In the Spanish case of López Ribalda and others v Spain, the European Court of Human Rights found that the use of covert CCTV cameras to monitor and subsequently dismiss cashiers as part of an investigation into significant stock discrepancies did not violate workers’ right to privacy, nor their right to a fair hearing. This was found to be the case due to factors such as the employees’ limited expectation of privacy on the shop floor, the limited duration of the monitoring and the fact that alerting the employees to the monitoring would have jeopardised the investigation.
The Claimants, Mrs Ribalda and four others worked as cashiers at a Spanish supermarket chain. The manager had noticed significant stock discrepancies, which in some months totaled EUR 20,000. The manager launched an investigation and, as part of the investigation, decided to install visible CCTV in the store to identify potential thefts by customers in addition to covert CCTV cameras behind the cash desks to identify potential thefts by employees. Signs in the supermarket indicated that CCTV was in operation in the store, however, employees were not specifically informed that covert CCTV had been installed behind the cash desks.
The CCTV footage captured five employees stealing items and helping both co-workers and customers to do the same. The cashiers admitted the theft and, following a disciplinary process, were dismissed.
The cashiers subsequently brought unfair dismissal claims on the basis that:
- the surveillance had been unlawful under Spanish law, breaching their right to privacy; and
- the use of the CCTV footage in their unfair dismissal proceedings had infringed their right to a fair hearing.
In making its decision, the court considered several key factors:
- Whether the employee had been notified of the possibility of video-surveillance measures being adopted by the employer and of the implementation measures;
- The extent of the monitoring by the employer and the degree of intrusion into the employee’s privacy;
- Whether the employer had provided legitimate reasons to justify monitoring and the extent of it;
- Whether it would have been possible to set up a monitoring system based on less intrusive measure;
- The consequences of the monitoring for the employee subjected to it; and
- Whether the employee has been provided with appropriate safeguards, especially where the employer’s monitoring operations are of an intrusive nature.

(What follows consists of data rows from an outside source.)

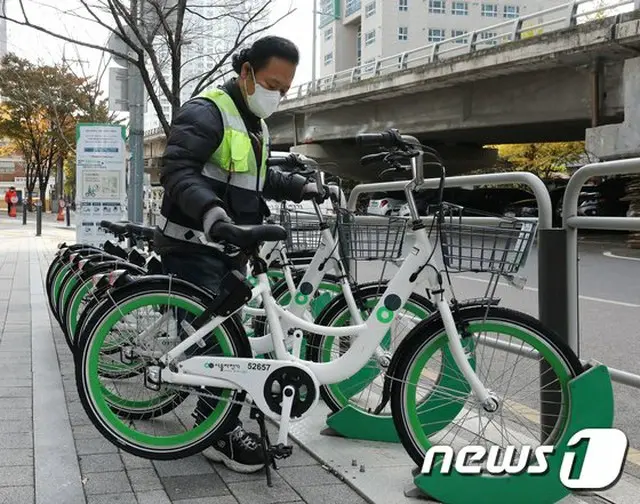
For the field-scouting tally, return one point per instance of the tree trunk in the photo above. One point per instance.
(43, 195)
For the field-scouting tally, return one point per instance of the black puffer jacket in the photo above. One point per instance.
(196, 132)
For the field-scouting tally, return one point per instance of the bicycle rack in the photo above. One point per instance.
(595, 382)
(591, 387)
(353, 423)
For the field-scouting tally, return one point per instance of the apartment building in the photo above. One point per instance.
(357, 32)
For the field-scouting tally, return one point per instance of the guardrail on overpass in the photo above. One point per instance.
(555, 18)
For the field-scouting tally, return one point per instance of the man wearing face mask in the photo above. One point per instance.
(214, 169)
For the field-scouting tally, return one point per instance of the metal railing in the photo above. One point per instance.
(554, 18)
(572, 222)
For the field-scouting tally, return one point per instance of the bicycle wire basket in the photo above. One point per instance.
(500, 248)
(370, 239)
(303, 230)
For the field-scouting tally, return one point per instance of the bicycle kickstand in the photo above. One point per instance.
(258, 416)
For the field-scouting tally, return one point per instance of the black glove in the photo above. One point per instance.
(310, 191)
(212, 216)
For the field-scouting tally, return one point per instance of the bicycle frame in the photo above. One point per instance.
(250, 373)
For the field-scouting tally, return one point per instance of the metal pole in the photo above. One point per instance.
(39, 218)
(136, 136)
(553, 303)
(569, 211)
(314, 46)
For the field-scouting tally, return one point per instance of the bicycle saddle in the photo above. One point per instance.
(246, 237)
(138, 230)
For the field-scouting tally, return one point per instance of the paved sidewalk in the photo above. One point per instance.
(50, 453)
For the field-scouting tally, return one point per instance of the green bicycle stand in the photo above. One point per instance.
(593, 387)
(355, 423)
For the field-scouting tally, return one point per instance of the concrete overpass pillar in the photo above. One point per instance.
(617, 141)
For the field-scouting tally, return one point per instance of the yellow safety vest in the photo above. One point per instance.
(234, 161)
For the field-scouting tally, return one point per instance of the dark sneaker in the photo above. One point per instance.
(239, 450)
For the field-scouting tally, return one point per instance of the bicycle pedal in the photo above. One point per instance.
(152, 378)
(126, 355)
(280, 451)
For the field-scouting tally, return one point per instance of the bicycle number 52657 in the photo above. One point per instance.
(255, 366)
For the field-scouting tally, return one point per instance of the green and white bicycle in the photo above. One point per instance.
(445, 383)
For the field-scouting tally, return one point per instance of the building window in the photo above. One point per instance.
(436, 6)
(489, 10)
(369, 9)
(436, 35)
(460, 8)
(489, 37)
(328, 13)
(460, 33)
(370, 37)
(511, 11)
(351, 7)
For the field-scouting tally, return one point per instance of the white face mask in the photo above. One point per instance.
(263, 102)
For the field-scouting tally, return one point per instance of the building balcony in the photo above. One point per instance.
(352, 10)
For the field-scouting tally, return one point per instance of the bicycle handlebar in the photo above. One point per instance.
(388, 138)
(114, 228)
(137, 230)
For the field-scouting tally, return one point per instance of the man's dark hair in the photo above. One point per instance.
(262, 50)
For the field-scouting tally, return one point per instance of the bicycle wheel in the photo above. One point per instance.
(69, 279)
(520, 339)
(364, 390)
(174, 433)
(58, 258)
(58, 272)
(80, 292)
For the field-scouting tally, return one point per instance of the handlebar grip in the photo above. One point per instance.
(280, 161)
(373, 158)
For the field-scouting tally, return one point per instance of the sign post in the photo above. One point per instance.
(100, 179)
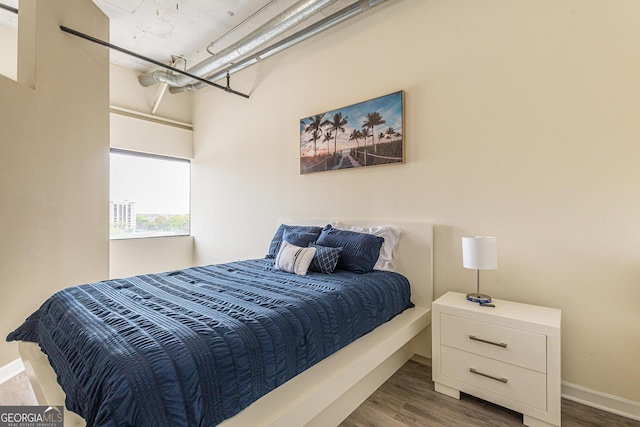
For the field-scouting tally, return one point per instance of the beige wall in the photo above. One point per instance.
(521, 122)
(126, 92)
(9, 52)
(54, 156)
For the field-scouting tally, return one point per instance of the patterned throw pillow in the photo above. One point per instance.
(274, 246)
(360, 251)
(294, 259)
(325, 259)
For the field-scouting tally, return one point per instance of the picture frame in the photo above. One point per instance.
(368, 133)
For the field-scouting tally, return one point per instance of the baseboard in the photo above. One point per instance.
(10, 370)
(606, 402)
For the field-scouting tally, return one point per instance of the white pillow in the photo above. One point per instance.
(294, 259)
(391, 236)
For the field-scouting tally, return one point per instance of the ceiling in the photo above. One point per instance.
(166, 30)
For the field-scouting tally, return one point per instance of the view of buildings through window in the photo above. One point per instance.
(150, 195)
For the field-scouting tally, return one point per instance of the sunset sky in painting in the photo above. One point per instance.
(389, 107)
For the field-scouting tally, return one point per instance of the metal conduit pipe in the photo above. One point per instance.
(283, 22)
(330, 21)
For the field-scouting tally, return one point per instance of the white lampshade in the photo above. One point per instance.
(480, 253)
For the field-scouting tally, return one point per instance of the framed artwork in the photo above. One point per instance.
(369, 133)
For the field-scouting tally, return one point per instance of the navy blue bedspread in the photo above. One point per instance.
(196, 346)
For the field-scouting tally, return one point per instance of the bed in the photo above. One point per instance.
(330, 387)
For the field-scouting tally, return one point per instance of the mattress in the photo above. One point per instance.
(196, 346)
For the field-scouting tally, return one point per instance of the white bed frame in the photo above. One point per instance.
(325, 394)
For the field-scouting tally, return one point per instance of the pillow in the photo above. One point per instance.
(274, 247)
(391, 235)
(299, 238)
(325, 259)
(360, 251)
(294, 259)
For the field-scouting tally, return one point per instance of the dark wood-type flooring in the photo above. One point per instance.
(409, 399)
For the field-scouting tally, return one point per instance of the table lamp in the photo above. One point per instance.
(479, 253)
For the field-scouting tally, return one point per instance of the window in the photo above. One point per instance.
(149, 195)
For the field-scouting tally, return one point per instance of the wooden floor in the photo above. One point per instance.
(408, 399)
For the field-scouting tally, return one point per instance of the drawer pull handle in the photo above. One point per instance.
(499, 344)
(474, 371)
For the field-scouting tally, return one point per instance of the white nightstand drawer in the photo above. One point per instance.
(513, 382)
(509, 345)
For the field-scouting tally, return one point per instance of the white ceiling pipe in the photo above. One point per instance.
(324, 24)
(283, 22)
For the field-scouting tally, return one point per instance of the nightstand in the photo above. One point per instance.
(508, 354)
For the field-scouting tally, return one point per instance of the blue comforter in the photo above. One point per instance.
(196, 346)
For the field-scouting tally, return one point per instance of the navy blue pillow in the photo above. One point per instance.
(299, 238)
(325, 259)
(274, 247)
(360, 251)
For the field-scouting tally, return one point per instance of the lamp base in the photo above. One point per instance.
(479, 298)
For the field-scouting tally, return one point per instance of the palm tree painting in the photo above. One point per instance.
(356, 134)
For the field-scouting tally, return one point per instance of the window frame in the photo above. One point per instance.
(150, 156)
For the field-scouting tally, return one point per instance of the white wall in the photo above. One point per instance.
(54, 157)
(521, 122)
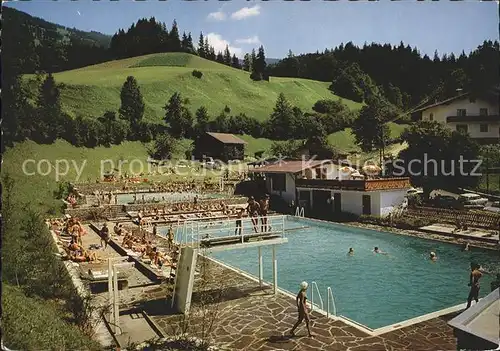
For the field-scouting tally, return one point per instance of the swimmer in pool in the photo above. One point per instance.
(302, 310)
(377, 250)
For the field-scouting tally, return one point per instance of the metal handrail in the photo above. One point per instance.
(329, 294)
(313, 284)
(192, 231)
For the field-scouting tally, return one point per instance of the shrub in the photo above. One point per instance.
(197, 74)
(30, 324)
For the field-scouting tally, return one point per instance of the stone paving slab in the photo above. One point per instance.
(485, 235)
(253, 318)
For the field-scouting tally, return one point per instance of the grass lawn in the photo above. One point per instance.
(344, 140)
(255, 144)
(92, 90)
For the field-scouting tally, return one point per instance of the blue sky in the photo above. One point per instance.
(300, 26)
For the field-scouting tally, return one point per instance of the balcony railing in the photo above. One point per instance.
(474, 118)
(359, 185)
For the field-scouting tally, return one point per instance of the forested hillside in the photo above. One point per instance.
(400, 73)
(33, 44)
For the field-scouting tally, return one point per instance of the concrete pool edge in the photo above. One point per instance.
(397, 231)
(292, 296)
(361, 327)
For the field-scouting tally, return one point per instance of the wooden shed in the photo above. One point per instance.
(219, 146)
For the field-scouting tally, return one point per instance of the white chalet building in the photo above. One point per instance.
(477, 115)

The Grand Chamber of the European Court of Human Rights held that there had been no infringement of the employees’ right to privacy or their right to a fair hearing. In deciding the measures in this case were necessary and proportionate, the court took into account:
- That the suspicion of theft meant the employer had legitimate reasons for the video surveillance;
- The monitoring took place in a public place;
- The surveillance only lasted for 10 days and was stopped as soon as the employees were caught;
- Only the supermarket manager, the company’s legal representative and the union representative viewed the recordings and the recordings were not used for any purpose other than identifying the thefts; and
- That telling the employees of the covert monitoring would have defeated its purpose.
In the UK, guidance from the Information Commissioner’s Office states that it will be rare for covert monitoring of employees to be justifiable. Monitoring in this way should therefore only be undertaken where there is a genuine reason to do so, such as suspected criminal activities or malpractice. Employers may, therefore, wish to consult the ICO guidance should they wish to implement such measures.

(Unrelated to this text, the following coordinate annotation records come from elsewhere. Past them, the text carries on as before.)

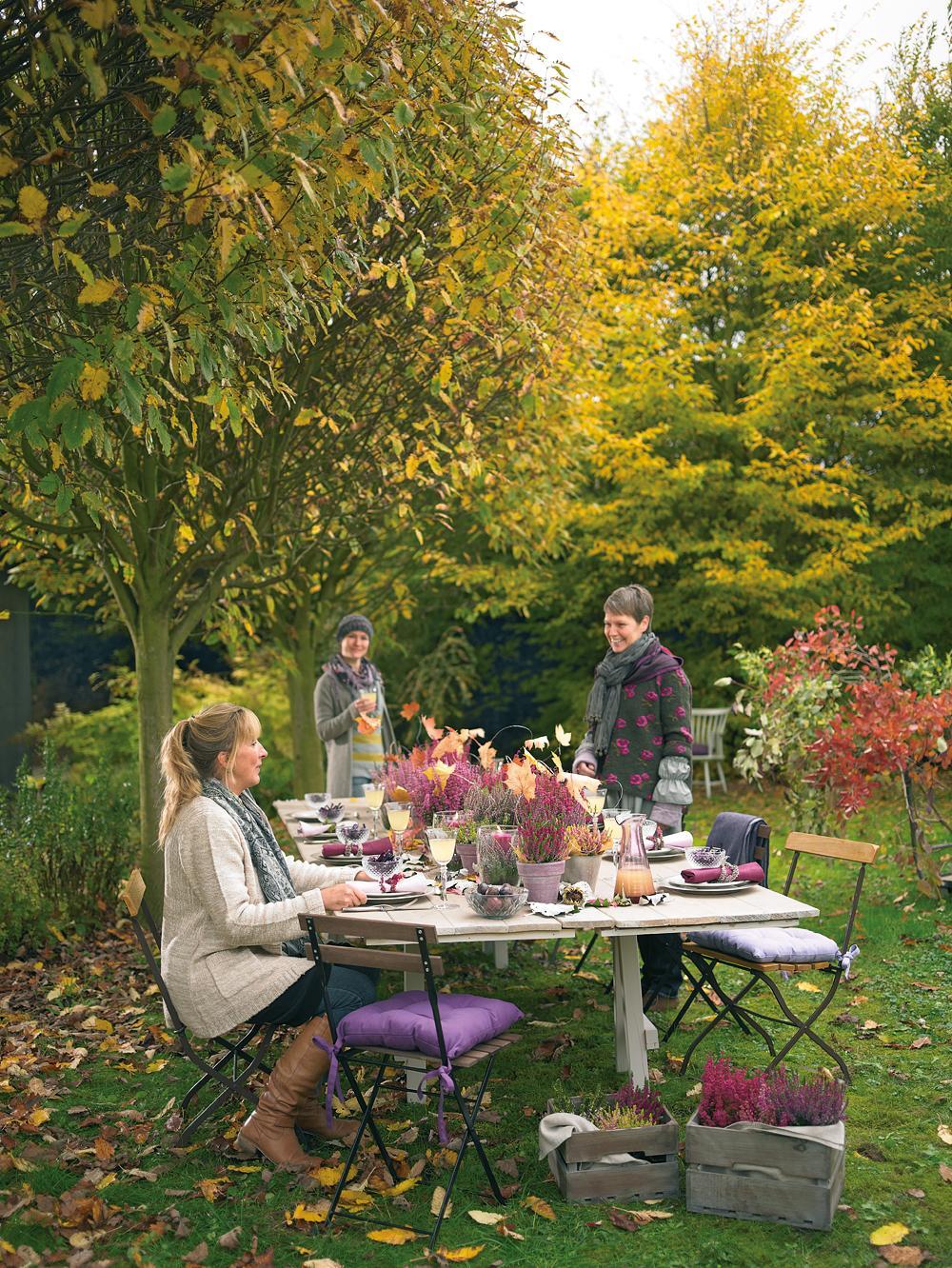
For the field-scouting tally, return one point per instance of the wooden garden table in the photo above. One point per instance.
(634, 1032)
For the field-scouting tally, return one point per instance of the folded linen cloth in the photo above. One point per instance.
(704, 875)
(555, 1129)
(407, 885)
(333, 848)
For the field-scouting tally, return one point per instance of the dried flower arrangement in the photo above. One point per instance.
(731, 1093)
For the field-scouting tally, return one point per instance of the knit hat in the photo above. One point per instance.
(354, 622)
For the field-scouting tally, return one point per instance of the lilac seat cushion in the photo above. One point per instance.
(767, 943)
(406, 1022)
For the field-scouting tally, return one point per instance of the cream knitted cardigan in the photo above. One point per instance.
(221, 942)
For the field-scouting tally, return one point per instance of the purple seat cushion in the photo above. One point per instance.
(406, 1022)
(767, 943)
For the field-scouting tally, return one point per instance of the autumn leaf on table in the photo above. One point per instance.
(520, 779)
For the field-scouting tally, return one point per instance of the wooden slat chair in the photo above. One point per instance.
(381, 1057)
(238, 1053)
(699, 986)
(707, 961)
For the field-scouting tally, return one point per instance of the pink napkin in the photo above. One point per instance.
(408, 885)
(333, 848)
(703, 875)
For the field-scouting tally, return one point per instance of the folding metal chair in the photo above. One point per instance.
(240, 1054)
(381, 1057)
(836, 961)
(762, 856)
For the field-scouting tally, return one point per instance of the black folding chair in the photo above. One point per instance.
(699, 986)
(379, 1058)
(733, 1005)
(240, 1054)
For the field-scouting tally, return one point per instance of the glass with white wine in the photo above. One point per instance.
(374, 795)
(442, 842)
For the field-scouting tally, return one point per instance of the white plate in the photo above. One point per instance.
(710, 886)
(389, 901)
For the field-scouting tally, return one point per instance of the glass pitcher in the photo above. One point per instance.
(634, 875)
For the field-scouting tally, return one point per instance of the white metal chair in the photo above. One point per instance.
(707, 726)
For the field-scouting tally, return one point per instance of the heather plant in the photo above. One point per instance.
(779, 1100)
(544, 820)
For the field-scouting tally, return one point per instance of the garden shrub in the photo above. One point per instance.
(65, 843)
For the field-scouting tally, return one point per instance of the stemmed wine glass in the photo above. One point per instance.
(442, 841)
(351, 835)
(374, 795)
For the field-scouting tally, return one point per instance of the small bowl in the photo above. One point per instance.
(494, 905)
(704, 856)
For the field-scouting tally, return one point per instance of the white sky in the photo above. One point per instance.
(622, 52)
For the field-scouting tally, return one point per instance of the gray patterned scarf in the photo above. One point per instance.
(267, 858)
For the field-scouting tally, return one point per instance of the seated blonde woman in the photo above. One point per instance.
(232, 950)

Employers should maintain a strict policy that covert surveillance will only be carried out in exceptional circumstances where the employer believes there is no less intrusive way of solving the issue. Where covert surveillance is used, monitoring should be obtained as quickly as possible, and only as part of a specific investigation. Employers should also ensure that monitoring stops as soon as the investigation has finished.